Suriname’s Debt Crisis Shows Us How Global Capitalism Works
With rich Amazon forests and fewer than a million people, Suriname is one of the few countries that absorbs more carbon than it produces. But the former Dutch colony is now being forced to implement destructive austerity by global financial interests.

A demonstrator bangs a pot during a protest against government economic policies in Paramaribo, Suriname, on February 17, 2023. (Ranu Abhelakh / AFP via Getty Images)
Suriname is a former Dutch colony in South America, best known for the pristine Amazon forests that cover 93 percent of the country and make it one of only three countries that absorb more carbon emissions than they produce. It has recently become more interesting to the rest of the world for two main reasons: the fact that it is experiencing one of the world’s worst debt crises, and the discovery of offshore oil and gas in immense quantities.
The people of Suriname find themselves living in a dual reality.

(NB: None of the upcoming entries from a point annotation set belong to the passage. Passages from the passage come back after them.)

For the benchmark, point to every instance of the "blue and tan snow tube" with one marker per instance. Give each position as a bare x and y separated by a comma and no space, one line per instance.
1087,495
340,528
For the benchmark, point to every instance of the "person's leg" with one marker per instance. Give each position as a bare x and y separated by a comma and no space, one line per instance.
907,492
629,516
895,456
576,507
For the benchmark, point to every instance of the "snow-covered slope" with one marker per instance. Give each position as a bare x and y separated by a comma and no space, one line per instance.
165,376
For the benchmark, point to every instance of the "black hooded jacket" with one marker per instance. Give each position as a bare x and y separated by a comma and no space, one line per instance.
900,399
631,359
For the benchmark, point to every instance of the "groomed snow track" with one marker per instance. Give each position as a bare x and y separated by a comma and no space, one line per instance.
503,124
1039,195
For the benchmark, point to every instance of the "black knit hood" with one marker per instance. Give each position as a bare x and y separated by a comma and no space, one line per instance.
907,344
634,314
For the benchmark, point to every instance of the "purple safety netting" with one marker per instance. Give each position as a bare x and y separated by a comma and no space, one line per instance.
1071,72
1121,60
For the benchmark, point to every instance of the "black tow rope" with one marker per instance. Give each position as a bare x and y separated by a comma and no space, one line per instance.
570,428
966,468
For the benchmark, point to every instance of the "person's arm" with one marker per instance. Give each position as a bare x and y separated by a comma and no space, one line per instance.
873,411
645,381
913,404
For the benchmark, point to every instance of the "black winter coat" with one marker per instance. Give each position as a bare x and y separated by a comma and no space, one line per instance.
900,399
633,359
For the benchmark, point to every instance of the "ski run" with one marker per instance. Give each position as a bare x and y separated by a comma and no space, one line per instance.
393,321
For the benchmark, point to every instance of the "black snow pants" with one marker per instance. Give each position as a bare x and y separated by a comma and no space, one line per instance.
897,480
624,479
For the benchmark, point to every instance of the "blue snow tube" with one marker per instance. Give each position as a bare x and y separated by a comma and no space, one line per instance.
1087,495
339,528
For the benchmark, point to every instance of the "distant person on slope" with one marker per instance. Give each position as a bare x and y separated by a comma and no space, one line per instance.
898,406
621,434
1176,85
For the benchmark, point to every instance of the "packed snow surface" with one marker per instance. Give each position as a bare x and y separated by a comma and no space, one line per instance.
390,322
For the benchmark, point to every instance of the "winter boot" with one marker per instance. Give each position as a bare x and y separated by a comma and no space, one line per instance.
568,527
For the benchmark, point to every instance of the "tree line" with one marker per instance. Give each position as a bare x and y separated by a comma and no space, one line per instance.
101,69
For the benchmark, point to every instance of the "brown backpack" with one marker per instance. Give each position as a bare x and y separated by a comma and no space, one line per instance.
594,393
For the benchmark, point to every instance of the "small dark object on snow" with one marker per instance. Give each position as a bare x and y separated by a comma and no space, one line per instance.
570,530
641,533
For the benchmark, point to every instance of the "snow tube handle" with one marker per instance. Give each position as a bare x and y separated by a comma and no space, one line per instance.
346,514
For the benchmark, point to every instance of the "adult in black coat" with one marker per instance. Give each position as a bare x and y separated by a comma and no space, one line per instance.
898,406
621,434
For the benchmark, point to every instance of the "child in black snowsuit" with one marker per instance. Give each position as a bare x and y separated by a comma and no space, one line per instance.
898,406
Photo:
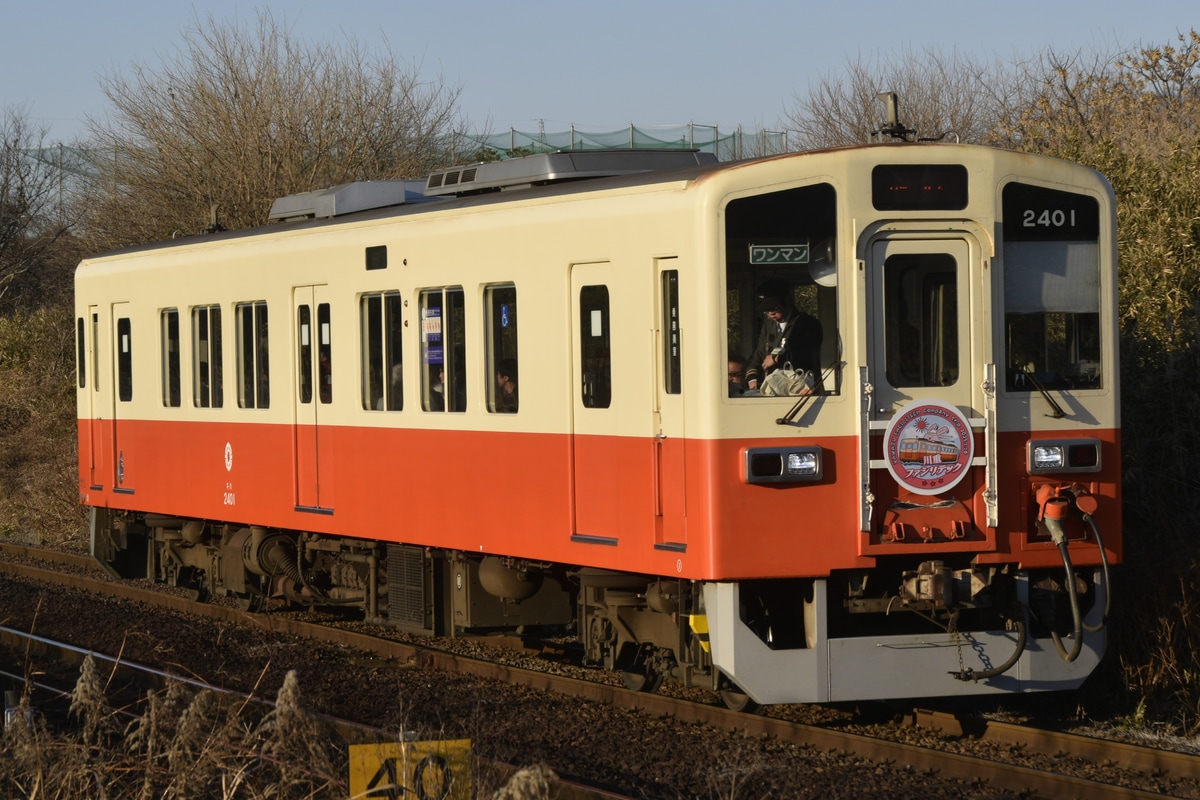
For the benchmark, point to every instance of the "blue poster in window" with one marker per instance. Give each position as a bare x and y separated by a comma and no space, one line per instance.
431,336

In the present, there is a brutal austerity program imposed by the International Monetary Fund (IMF), wreaking the usual havoc on people’s lives. At the same time, politicians assure them that the country has a bright future ahead in which abundant oil revenues will solve all problems and benefit everyone.
Suriname is an important case study in the way financialized neocolonialism works in the twenty-first century. A feminist perspective on debt can supply us with invaluable tools for thinking about the destructive impact of debt and finding ways to combat it.